Memberships and usage are up at Servus Credit Union Place, according to the city’s third-quarter report, but the facility has hit a wall for future growth.

Memberships and usage are up at Servus Credit Union Place, according to the city’s third-quarter report, but the facility has hit a wall for future growth.

That’s the assessment presented this week to city council by general manager of community and protective services Chris Jardine.

“We’ve penetrated the easy part of the market. Any growth now is going to be harder,” Jardine said.

Based on the usage recorded through the end of September, the facility is projected to lose $736,000, on revenues of $7 million.

The average number of monthly memberships was 7,143 in the first three quarters of 2010. That’s a three per cent jump over last year but on par with 2008. Paid day admissions grew to 105,400, a 38 per cent jump over 2008. Fitness centre usage increased by 27 per cent since 2008.

“The memberships have plateaued,” Jardine said.

The key to the facility’s future is the fitness centre. It’s been viewed as undersized from the day Servus Place opened in 2006 and it’s the part of the building that could attract more of the “fickle market” needed to improve the facility’s bottom line.
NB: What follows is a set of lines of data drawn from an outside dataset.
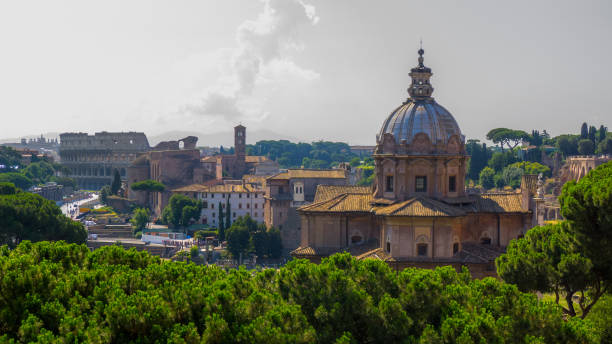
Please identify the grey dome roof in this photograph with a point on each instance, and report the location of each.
(421, 116)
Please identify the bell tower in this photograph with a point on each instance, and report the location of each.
(420, 88)
(240, 140)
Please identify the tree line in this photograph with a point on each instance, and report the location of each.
(320, 154)
(65, 293)
(491, 167)
(570, 259)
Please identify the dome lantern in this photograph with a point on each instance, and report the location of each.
(420, 87)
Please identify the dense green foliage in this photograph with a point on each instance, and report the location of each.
(247, 236)
(65, 293)
(26, 216)
(486, 178)
(321, 154)
(547, 260)
(479, 157)
(181, 210)
(18, 179)
(8, 188)
(587, 205)
(506, 137)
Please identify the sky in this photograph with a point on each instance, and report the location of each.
(307, 69)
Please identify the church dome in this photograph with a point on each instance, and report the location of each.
(421, 116)
(420, 113)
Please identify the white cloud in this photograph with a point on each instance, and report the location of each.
(260, 58)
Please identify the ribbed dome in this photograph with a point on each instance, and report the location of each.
(421, 116)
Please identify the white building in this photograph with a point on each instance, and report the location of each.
(243, 199)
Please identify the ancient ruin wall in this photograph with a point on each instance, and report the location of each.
(92, 159)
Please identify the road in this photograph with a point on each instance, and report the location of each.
(72, 209)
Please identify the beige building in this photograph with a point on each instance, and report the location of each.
(288, 190)
(418, 212)
(243, 199)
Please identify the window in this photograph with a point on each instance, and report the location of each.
(452, 184)
(420, 184)
(389, 184)
(422, 250)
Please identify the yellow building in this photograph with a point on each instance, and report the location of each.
(418, 212)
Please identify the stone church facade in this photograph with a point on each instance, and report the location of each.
(417, 213)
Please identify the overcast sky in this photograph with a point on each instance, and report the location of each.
(312, 69)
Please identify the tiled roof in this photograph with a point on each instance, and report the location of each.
(530, 182)
(420, 206)
(306, 173)
(497, 203)
(355, 250)
(476, 253)
(222, 188)
(325, 192)
(209, 159)
(470, 253)
(342, 203)
(255, 158)
(251, 178)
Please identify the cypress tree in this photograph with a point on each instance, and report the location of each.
(116, 184)
(584, 131)
(221, 224)
(228, 213)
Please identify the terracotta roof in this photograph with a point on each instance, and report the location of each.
(530, 182)
(220, 188)
(251, 178)
(497, 203)
(306, 173)
(325, 192)
(354, 250)
(470, 253)
(343, 203)
(255, 158)
(420, 206)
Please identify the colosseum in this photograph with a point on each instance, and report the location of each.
(92, 159)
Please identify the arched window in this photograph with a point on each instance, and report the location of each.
(422, 250)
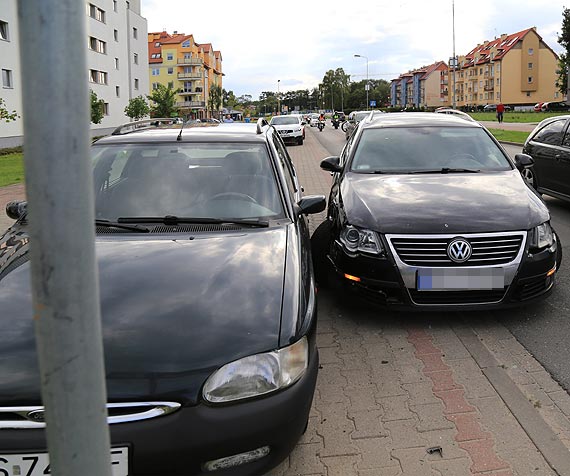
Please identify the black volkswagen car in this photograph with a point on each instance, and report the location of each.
(549, 145)
(208, 305)
(428, 212)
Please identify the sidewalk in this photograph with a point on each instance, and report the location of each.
(428, 394)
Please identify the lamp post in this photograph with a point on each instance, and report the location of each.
(278, 99)
(367, 86)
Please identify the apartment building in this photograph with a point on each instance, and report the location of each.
(189, 67)
(424, 87)
(117, 61)
(519, 69)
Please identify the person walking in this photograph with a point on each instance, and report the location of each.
(500, 111)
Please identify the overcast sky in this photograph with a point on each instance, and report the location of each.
(298, 41)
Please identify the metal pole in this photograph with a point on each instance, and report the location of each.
(59, 188)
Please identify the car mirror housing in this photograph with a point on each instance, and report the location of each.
(16, 209)
(311, 204)
(523, 161)
(331, 164)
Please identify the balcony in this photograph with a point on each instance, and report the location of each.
(194, 61)
(193, 104)
(189, 76)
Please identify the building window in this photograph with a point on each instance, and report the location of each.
(95, 12)
(7, 78)
(4, 31)
(97, 45)
(99, 77)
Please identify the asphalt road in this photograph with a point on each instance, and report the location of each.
(542, 328)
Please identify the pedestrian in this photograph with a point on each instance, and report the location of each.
(500, 111)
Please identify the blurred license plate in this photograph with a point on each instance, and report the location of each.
(465, 279)
(37, 464)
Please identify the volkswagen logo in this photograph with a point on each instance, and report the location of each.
(459, 250)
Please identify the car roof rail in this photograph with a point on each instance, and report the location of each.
(144, 124)
(261, 123)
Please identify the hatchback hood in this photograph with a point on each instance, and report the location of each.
(173, 310)
(442, 203)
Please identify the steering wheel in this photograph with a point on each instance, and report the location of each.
(235, 195)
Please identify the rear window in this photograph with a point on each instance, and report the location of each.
(416, 149)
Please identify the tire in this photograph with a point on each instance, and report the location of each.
(320, 244)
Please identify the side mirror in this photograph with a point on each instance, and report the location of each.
(331, 164)
(523, 161)
(311, 204)
(16, 209)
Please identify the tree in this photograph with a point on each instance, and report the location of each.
(97, 108)
(5, 114)
(164, 99)
(564, 58)
(137, 108)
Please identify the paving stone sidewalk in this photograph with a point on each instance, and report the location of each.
(423, 394)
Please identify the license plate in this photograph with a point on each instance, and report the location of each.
(465, 279)
(37, 464)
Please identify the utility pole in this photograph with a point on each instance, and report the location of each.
(59, 189)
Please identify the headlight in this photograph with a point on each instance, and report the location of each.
(258, 374)
(358, 239)
(541, 236)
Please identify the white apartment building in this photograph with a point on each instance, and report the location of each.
(117, 59)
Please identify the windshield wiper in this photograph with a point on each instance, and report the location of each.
(445, 170)
(174, 220)
(111, 224)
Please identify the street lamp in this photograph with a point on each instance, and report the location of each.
(278, 99)
(367, 86)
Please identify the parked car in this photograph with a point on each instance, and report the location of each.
(555, 106)
(549, 145)
(350, 124)
(290, 128)
(428, 212)
(207, 300)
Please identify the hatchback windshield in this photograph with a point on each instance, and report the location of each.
(284, 121)
(198, 180)
(417, 149)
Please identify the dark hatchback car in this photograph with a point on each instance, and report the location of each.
(549, 145)
(208, 304)
(428, 212)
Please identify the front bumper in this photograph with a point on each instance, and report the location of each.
(381, 280)
(180, 443)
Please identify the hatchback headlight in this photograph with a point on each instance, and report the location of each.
(258, 374)
(358, 239)
(541, 236)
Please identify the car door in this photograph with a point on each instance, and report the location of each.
(547, 150)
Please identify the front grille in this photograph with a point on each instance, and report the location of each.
(457, 297)
(488, 250)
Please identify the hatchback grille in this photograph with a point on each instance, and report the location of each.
(490, 250)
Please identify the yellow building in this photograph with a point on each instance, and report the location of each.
(189, 67)
(517, 69)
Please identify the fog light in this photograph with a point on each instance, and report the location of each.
(236, 460)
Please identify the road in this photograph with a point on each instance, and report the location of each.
(543, 328)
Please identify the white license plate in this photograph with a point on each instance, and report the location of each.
(37, 464)
(464, 279)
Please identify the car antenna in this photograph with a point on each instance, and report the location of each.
(179, 137)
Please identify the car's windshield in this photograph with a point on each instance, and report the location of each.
(202, 180)
(284, 120)
(416, 149)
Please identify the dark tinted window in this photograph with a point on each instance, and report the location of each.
(551, 134)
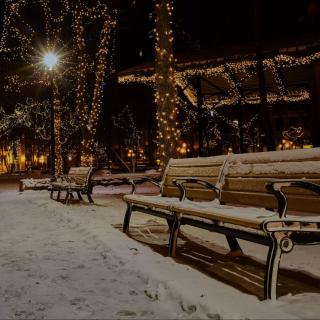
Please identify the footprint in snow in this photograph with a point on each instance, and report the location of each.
(77, 301)
(189, 309)
(126, 313)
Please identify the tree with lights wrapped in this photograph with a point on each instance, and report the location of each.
(165, 95)
(70, 26)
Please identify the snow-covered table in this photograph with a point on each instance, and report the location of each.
(34, 184)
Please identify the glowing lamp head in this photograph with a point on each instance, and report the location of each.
(50, 59)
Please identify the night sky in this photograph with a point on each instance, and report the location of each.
(207, 24)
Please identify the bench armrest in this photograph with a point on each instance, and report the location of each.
(275, 187)
(133, 182)
(180, 184)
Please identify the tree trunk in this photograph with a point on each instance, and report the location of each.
(165, 95)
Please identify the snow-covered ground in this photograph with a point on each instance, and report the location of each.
(71, 262)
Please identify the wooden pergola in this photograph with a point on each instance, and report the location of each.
(217, 79)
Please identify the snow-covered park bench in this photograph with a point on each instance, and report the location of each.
(78, 181)
(270, 198)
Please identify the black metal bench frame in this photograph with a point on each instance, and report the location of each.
(279, 240)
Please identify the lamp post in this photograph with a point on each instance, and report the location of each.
(50, 60)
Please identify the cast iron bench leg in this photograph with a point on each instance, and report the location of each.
(89, 197)
(174, 235)
(235, 249)
(126, 221)
(272, 268)
(79, 196)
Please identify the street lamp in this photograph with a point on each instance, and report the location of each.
(50, 60)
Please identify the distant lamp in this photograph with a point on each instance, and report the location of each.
(50, 59)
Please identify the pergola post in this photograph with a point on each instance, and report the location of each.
(264, 114)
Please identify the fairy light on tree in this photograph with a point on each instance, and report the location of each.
(68, 28)
(165, 93)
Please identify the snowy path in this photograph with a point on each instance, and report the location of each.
(69, 262)
(51, 268)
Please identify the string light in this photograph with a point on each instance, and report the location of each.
(247, 69)
(18, 41)
(165, 91)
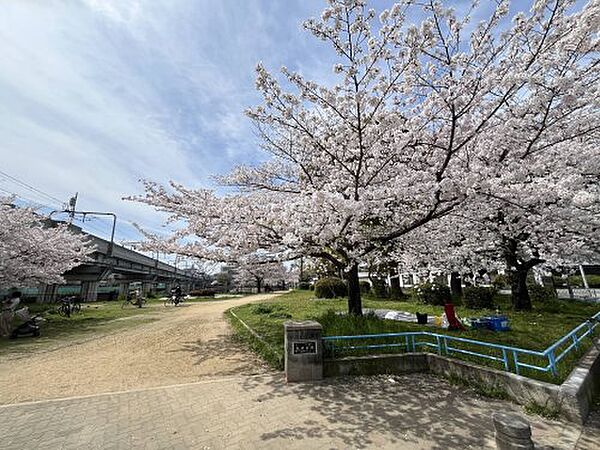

The initial cost estimate for expansion is $5 million.

Coun. Cathy Heron has researched similar facilities and the only one she found that makes money is one in Calgary that doesn’t give price breaks to any user groups, she said.

She isn’t recommending that Servus Place adopt that model but said the day will come when council will have to get serious about expansion.

“It’s the fitness centre that will make money,” she said. “Probably not this year, but very soon in the future, if we can invest some money in there, we would get [closer] to breaking even,” she said.

“People will be upset if we throw more money at Servus Place right now for fitness equipment, but I don’t think they understand that’s where the profit’s going to come from.”

She doesn’t expect the facility to ever break even. Neither does Jardine.

But Mayor Nolan Crouse isn’t thinking that way.

Crouse said he’s happy the facility has improved from losing more than $2 million a year to less than $1 million, but he’s not accepting that Servus Place should be viewed as a city-subsidized facility in perpetuity.

“It’s never been acceptable because the plebiscite was based on a break-even proposition,” he said.

The facility opened in 2006. Council proceeded with the project after a 2004 plebiscite found 55 per cent of voters were in favour.

When it comes to accessing “the next big chunk of revenue” for Servus Place, Crouse accepts that upgrading the fitness facility is the way to get there but he isn’t eager to spend $5 million.

“I don’t feel good that you have to spend that kind of money to get to break even. It just doesn’t sit well with me,” he said.

“There’s not enough cash in the kitty to be planning this in the next three or four years.”